(CN) – U.S. Attorney General William Barr announced a Department of Justice program Friday that will help investigate cases of missing and murdered indigenous people in America.
Speaking in the council chambers of the Confederated and Salish and Kootenai Tribes in Pablo, Montana, Barr said the Missing and Murdered Indigenous Persons Initiative will place Justice Department personnel in 11 U.S. attorney offices in states with tribal reservations.
Barr said tribal members in the United States face high rates of violence, alcoholism and abuse on the reservations.
“American Indian and Alaska Native people suffer from unacceptable and disproportionately high levels of violence, which can have lasting impacts on families and communities,” Barr said. “Too many of these families have experienced the loss of loved ones who went missing or were murdered.
“This important initiative will further strengthen the federal, state and tribal law enforcement response to these continuing problems.”
The Confederated Salish and Kootenai Tribes, who live on the Flathead Indian Reservation of northwest Montana, have members who are missing. The task force is a welcome resource to help investigate the disappearances, tribal council vice chairman Leonard Gray said.
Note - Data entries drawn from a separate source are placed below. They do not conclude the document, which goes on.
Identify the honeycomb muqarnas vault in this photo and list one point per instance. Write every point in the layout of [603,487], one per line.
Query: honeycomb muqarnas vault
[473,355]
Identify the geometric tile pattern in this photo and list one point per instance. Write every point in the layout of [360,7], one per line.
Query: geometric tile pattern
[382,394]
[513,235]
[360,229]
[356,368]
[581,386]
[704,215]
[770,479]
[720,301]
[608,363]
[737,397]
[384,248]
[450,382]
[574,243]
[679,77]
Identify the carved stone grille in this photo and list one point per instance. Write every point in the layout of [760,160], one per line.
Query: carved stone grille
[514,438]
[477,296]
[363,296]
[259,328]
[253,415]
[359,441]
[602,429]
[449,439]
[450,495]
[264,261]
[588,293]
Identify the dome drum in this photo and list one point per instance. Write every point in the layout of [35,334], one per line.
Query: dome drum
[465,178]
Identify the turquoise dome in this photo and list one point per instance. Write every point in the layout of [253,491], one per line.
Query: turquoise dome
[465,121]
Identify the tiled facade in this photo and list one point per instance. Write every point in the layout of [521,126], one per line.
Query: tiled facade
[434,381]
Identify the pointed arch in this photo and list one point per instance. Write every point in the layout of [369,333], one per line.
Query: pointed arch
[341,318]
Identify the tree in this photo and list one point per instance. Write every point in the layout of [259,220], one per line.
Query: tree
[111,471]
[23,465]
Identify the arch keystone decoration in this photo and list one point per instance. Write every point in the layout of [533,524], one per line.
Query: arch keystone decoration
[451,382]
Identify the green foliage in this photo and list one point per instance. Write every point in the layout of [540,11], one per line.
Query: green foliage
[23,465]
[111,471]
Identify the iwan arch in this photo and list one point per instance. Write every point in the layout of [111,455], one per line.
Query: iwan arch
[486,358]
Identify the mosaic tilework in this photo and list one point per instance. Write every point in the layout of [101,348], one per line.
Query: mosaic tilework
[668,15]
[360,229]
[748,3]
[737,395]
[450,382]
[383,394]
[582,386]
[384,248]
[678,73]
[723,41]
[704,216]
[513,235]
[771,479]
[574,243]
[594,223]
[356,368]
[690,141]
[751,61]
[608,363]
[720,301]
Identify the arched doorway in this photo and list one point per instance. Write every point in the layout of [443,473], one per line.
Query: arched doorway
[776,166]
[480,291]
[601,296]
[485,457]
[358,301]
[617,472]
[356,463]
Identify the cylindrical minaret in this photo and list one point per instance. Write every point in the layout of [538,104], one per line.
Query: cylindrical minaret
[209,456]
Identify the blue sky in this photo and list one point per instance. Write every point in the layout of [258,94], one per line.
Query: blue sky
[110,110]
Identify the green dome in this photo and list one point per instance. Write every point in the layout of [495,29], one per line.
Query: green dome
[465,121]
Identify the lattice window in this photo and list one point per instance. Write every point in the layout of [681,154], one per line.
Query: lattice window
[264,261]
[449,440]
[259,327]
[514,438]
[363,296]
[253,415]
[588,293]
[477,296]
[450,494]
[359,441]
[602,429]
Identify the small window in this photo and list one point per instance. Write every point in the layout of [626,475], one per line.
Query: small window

The rates of suicide, violence and alcohol “plague our communities,” Gray said. “Our people have waited for generations … for the United States to live up to its obligation of protecting our people.”
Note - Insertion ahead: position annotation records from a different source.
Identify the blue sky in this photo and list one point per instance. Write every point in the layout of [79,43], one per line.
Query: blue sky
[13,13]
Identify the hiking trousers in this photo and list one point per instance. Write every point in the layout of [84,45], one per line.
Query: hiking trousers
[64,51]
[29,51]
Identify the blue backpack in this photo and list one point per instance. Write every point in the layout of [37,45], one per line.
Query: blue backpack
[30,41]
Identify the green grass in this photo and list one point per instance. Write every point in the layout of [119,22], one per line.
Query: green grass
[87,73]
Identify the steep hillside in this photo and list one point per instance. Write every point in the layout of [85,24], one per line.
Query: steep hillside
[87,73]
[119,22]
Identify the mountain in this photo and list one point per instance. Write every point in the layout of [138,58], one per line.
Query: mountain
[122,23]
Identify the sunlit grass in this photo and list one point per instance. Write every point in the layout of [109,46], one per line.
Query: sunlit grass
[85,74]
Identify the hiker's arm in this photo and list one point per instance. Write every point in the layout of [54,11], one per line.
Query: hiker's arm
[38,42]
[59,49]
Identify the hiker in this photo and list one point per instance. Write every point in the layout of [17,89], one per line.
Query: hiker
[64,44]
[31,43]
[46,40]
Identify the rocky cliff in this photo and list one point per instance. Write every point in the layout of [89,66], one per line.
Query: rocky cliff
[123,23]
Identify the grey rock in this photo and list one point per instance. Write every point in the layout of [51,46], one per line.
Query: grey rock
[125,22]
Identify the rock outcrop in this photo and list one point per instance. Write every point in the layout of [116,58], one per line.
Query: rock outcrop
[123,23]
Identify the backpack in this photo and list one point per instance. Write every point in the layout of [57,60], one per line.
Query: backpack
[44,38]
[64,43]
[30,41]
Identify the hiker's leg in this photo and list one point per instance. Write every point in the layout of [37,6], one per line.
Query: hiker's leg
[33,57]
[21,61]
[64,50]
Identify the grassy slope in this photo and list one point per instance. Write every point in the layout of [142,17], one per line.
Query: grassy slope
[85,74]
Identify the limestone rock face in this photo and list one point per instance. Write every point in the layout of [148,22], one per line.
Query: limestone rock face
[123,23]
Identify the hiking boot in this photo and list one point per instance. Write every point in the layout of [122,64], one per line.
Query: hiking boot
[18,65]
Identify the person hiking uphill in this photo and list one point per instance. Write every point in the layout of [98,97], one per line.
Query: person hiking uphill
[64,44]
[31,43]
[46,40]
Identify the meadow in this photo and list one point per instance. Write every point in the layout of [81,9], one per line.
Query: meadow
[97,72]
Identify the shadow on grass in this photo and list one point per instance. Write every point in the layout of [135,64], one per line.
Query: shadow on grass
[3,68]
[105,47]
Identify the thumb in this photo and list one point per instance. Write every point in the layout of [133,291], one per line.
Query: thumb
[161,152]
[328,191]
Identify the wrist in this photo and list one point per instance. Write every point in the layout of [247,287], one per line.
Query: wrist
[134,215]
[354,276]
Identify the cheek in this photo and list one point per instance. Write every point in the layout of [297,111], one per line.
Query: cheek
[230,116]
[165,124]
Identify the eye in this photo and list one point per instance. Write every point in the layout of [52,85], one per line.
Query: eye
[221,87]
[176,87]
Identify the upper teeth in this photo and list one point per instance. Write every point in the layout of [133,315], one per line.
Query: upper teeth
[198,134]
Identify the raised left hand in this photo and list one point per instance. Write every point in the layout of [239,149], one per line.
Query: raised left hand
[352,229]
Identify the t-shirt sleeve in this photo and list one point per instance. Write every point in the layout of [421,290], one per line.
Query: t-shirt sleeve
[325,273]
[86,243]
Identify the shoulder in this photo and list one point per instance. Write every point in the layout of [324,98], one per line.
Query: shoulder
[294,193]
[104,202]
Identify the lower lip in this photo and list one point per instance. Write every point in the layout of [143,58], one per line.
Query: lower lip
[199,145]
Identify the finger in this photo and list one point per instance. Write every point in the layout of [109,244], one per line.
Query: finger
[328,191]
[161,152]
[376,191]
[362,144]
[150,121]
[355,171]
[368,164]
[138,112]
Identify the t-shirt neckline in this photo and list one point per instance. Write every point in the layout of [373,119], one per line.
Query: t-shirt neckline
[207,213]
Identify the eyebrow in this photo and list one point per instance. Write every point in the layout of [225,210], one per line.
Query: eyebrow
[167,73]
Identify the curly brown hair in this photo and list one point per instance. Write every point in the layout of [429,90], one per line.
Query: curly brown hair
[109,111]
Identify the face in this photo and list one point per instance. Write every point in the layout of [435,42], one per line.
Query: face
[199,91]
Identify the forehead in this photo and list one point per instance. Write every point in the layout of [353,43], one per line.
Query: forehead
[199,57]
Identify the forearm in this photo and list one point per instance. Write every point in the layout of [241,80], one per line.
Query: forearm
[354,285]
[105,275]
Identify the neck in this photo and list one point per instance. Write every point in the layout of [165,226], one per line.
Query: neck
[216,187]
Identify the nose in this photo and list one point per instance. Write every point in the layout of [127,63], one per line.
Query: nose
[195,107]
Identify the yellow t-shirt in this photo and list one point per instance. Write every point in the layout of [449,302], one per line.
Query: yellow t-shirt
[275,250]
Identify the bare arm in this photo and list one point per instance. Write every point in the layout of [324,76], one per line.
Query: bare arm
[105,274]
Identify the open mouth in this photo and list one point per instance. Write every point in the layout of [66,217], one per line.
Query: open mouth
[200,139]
The states that will have new missing persons coordinators are Alaska, Arizona, Montana, Oklahoma, Michigan, Utah, Nevada, Minnesota, Oregon, New Mexico and Washington state.
The first person hired to head up a task force is Ernie Weyand, who will work out of the Montana U.S. Attorney’s Office in Billings, Montana. U.S. Attorney for the District of Montana Kurt Alme said, “The missing need to be found and brought home, murderers and abusers must be brought to justice, and violence against women must stop.”
Barr said Montana has been a “vanguard” in finding missing Native Americans. In 2019, the Montana Legislature created a bill called “Hanna’s Act” which directed Montana Department of Justice personnel to help investigate missing persons. Alme said Barr’s initiative will complement the steps taken by his office this year.
In Montana there are seven Native American tribes. Tribal members account for 7% of the population, but 30% of the missing persons in the state, according to Shelly Fyant, council member of the Confederated Salish and Kootenai Tribes.
“These statistics are overwhelming,” she said.
Barr, who served as attorney general under George H.W. Bush and is the only attorney general to have served two presidents, said it’s time to bring more resources to helping Indian country find its missing people.
“As attorney general I view it as my responsibility to fight for the safety of every American,” Barr said. “It’s an extremely important issue in our communities. This is not a panacea, but a step in the right direction.”
Tony Incashola and Vernon Finley, members of the Confederated Salish and Kootenai Tribes’ cultural committees, presented Barr with a ceremonial blanket, which Barr wore solemnly.
“Our people have always welcomed great leaders who can make our lives safe and happy, and a place for us to grow,” Incashola said.
Following his announcement at the Flathead Indian Reservation on Friday morning, Barr traveled to nearby Kalispell, Montana, where, as a guest of U.S. Sen. Steve Daines, R-Mont., he spoke on efforts to fight methamphetamine.